Em minha casa sempre houve biodiversidade: gente de esquerda, gente de direita, benfiquistas e portistas. E nesse painel colorido criam-se laços de inclusão, que é pelo afeto que toleramos.

No tempo antes do 25 de Abril o meu avô materno era da oposição ao regime e na altura tido como comunista e o meu pai, seu genro, era tido como pró-regime mais pela posição que ocupava do que pela ideologia. O meu pai, professor, era um dos muitos reitores de Liceu. Confesso que tenho algumas saudades de ser a filha do Sr. Reitor, menina bajulada pelos alunos e por todas as entidades que gravitavam à volta da escola.

O meu pai sempre foi um homem bom e justo e apesar de conotado com a direita tinha um sentido social enorme. Isso não obs­tava a que fosse um homem de rigor, austero na edu­cação e usasse por vezes métodos edu­ca­cionais que chocariam com a psicologia moderna, nomeadamente umas palmadas e umas reguadas (estas últimas mais em forma de ameaça).

Por outro lado, o meu avô sempre foi o meu ídolo, homem sem instrução certificada mas muito culto, empreendedor, entusiasta da vida, apaixonado pela família e anti-regi­me. Sempre me lembro de ver o meu avô a conspirar com o farmacêutico e de vez em quando haver um preso político fugido no sótão, o que nos impedia de ir para lá brincar. Lembro-me dos livros e dos panfletos proibidos que eu tentava decifrar e de achar que, se o meu avo também só tinha a 4ª classe como eu, como é que podia entender aquilo tudo?

Quando chegava o dia das eleições o meu pai fazia parte daquela minoria que votava e o meu avô nunca constava dos cadernos eleitorais. Isso não impedia que ambos convivessem harmoniosamente em frente do assado de domingo e gostassem muito um do outro. Mas na ausência do meu pai e quando ele me contrariava o meu avô aconselhava-me: Chama-lhe fascista.
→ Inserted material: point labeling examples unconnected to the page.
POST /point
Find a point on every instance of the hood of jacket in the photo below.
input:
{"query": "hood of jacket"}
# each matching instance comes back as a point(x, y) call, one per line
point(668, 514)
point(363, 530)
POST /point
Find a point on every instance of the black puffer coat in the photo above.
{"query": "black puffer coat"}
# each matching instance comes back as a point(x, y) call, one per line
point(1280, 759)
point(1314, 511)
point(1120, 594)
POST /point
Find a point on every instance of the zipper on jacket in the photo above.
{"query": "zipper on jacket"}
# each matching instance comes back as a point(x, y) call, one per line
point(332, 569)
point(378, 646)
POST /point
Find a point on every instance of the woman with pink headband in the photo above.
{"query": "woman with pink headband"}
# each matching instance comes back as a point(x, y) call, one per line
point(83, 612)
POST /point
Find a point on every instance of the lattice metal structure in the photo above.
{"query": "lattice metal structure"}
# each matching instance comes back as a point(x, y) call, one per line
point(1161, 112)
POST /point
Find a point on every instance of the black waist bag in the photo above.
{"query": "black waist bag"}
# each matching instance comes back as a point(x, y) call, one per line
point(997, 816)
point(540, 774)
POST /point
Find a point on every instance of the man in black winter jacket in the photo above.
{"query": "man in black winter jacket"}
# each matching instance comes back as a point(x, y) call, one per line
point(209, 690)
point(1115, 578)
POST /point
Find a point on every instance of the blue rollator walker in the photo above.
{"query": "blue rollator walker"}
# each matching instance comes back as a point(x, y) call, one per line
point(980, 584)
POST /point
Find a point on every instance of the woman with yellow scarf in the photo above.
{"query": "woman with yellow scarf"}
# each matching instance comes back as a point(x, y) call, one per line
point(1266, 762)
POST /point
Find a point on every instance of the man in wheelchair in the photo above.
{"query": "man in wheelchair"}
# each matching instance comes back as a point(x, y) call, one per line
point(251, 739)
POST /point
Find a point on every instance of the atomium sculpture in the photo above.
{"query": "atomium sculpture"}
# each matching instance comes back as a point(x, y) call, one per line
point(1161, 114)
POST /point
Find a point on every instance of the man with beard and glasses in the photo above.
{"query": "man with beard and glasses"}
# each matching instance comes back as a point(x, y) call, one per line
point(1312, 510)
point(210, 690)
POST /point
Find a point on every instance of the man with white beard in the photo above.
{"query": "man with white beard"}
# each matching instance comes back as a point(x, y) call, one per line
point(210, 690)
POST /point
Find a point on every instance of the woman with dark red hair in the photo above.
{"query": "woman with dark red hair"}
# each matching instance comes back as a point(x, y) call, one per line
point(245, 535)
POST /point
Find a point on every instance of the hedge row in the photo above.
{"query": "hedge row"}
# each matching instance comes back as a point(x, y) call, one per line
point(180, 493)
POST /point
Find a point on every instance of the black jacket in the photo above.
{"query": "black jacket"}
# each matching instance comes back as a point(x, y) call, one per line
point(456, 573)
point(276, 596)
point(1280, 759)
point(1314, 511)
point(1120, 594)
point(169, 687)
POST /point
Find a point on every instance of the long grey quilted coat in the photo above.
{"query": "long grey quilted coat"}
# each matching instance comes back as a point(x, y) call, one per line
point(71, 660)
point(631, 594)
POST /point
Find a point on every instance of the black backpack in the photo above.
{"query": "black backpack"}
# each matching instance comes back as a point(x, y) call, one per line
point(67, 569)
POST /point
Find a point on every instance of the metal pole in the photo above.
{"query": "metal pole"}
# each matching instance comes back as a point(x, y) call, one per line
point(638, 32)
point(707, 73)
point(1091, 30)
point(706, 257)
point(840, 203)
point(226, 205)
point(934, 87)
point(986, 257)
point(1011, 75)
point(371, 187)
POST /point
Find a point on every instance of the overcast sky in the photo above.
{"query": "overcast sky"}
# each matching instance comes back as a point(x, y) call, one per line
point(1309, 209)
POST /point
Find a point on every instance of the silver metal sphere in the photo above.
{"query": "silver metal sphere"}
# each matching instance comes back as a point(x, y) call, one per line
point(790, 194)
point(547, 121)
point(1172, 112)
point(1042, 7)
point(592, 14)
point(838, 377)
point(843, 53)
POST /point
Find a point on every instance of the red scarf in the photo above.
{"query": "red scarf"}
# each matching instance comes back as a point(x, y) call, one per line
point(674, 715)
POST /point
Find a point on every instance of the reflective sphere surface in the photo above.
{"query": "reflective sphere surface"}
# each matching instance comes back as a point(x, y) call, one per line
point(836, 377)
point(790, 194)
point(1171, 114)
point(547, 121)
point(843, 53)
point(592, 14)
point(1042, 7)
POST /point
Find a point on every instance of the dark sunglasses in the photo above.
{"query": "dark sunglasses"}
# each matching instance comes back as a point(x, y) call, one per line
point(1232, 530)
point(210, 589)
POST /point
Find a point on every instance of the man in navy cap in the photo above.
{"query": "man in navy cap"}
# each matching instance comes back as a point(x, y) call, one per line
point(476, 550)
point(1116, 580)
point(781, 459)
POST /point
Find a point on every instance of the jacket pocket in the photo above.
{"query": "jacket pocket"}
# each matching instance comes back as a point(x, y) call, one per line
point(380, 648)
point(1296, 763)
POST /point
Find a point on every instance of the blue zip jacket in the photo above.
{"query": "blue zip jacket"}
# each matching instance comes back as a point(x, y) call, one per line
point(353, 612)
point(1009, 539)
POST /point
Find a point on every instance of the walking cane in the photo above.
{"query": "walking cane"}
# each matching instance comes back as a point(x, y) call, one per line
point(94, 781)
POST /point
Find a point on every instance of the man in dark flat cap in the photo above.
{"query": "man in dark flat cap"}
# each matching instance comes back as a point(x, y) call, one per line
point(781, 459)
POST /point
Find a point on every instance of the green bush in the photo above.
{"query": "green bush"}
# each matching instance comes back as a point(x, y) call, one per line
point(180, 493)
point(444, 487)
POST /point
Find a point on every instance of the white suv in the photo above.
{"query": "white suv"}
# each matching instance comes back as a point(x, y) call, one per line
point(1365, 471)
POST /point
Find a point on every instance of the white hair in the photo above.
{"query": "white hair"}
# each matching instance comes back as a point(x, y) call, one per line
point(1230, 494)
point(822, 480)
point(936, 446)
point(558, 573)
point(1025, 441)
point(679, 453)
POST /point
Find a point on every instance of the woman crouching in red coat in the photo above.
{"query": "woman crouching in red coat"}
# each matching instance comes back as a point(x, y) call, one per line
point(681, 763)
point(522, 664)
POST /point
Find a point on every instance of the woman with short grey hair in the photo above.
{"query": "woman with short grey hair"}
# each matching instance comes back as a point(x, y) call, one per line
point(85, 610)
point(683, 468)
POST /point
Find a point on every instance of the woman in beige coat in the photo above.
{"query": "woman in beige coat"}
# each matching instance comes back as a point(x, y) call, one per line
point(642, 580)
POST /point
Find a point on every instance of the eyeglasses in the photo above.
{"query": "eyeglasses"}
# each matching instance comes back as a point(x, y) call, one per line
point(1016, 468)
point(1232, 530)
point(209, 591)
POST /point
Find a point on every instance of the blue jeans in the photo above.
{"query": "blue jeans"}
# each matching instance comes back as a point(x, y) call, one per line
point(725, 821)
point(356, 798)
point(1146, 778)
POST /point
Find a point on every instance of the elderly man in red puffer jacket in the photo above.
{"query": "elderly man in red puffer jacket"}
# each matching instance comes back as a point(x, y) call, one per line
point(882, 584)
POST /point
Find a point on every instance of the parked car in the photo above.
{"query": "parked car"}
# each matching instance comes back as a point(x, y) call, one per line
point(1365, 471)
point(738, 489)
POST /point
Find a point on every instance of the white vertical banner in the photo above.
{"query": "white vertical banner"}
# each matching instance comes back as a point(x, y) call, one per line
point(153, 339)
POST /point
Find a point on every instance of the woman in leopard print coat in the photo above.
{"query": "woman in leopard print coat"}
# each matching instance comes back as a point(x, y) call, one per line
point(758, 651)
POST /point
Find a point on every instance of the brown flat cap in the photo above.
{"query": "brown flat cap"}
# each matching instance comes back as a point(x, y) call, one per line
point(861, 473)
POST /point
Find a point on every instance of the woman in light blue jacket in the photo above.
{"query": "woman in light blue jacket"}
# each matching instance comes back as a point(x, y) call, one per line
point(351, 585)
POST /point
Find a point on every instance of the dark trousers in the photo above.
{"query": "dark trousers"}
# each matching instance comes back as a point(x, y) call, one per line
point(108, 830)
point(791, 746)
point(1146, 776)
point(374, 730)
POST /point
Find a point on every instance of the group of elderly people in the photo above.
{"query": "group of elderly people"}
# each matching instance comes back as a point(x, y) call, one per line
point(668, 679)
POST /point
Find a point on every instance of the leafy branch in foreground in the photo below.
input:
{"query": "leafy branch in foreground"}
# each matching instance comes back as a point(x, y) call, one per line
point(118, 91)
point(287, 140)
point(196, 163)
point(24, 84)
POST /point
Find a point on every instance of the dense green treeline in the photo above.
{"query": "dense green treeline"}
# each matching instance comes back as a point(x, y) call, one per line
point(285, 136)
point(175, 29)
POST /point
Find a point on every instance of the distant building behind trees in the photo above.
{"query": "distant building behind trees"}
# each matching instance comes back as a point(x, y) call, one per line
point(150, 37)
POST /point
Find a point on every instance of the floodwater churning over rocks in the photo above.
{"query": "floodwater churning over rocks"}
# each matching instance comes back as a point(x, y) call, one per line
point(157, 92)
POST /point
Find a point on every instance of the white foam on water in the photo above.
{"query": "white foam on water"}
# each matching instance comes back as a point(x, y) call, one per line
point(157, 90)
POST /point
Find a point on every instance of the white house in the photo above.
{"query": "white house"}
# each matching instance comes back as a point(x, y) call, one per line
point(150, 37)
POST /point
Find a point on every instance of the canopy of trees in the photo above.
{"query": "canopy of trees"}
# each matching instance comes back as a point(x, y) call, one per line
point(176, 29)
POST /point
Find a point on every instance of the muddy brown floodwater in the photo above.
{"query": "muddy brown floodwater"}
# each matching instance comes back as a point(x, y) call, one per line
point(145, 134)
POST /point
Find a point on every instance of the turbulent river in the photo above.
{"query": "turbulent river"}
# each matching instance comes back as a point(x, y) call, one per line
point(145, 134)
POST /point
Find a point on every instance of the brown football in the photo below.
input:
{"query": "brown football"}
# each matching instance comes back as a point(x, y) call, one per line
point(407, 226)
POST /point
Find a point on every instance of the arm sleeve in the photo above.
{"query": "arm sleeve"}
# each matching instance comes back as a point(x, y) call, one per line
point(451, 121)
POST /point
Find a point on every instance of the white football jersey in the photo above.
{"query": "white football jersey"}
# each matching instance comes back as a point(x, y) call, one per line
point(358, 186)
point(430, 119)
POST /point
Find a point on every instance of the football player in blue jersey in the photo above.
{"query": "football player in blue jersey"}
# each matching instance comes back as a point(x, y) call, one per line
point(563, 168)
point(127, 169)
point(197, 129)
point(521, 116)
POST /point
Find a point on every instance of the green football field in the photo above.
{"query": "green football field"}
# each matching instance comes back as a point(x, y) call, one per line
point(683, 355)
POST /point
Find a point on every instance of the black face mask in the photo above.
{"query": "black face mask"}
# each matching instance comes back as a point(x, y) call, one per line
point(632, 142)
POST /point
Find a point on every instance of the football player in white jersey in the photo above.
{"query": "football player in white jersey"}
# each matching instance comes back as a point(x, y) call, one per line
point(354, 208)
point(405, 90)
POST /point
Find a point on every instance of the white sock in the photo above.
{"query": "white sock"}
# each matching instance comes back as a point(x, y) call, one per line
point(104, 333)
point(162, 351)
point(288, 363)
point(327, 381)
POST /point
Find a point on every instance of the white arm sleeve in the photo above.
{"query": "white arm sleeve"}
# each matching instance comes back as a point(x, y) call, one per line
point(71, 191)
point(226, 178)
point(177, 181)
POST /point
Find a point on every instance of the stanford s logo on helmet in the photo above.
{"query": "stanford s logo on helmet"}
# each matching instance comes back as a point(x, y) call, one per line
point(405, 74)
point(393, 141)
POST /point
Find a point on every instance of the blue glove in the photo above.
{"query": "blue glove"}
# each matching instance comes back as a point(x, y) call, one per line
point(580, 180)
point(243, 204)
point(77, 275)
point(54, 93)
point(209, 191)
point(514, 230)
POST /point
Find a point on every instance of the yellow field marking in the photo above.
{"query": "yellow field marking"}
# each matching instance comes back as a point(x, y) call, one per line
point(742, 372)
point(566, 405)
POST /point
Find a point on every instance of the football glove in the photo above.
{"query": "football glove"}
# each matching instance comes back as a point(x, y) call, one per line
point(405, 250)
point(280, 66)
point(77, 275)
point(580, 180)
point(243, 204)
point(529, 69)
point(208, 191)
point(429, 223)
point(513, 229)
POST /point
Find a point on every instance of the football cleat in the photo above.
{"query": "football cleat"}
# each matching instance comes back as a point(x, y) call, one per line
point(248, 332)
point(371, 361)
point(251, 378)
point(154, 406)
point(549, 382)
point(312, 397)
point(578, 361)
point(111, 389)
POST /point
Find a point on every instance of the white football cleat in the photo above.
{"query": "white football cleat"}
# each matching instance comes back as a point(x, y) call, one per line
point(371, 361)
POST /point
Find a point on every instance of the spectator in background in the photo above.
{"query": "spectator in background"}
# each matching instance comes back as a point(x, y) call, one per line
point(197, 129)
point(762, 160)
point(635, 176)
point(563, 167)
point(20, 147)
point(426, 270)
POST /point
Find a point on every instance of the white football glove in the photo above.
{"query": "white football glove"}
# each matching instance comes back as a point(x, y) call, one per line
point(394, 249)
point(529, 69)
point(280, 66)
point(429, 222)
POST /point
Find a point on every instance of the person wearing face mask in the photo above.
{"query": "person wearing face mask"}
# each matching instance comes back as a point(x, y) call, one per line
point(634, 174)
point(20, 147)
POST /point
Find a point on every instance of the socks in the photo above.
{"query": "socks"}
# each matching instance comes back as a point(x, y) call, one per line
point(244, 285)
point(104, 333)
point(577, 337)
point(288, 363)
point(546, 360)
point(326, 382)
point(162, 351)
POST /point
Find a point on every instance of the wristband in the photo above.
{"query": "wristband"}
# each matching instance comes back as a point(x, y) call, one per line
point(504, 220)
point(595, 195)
Num junho, farta de vida de menina bem comportada resolvi montar uma banquinha: roubei um Santo António e plantei-me na rua a pedir uma esmolinha pro dito Santo de mão estendida. A filha do Sr. Reitor nestes propósitos! Na pequena cidade, a novidade depressa se disseminou e não demorou mais de meia hora a aparecer o meu pai a estragar-me o negócio. Não vos conto os pormenores, mas chamei-lhe várias vezes fascista.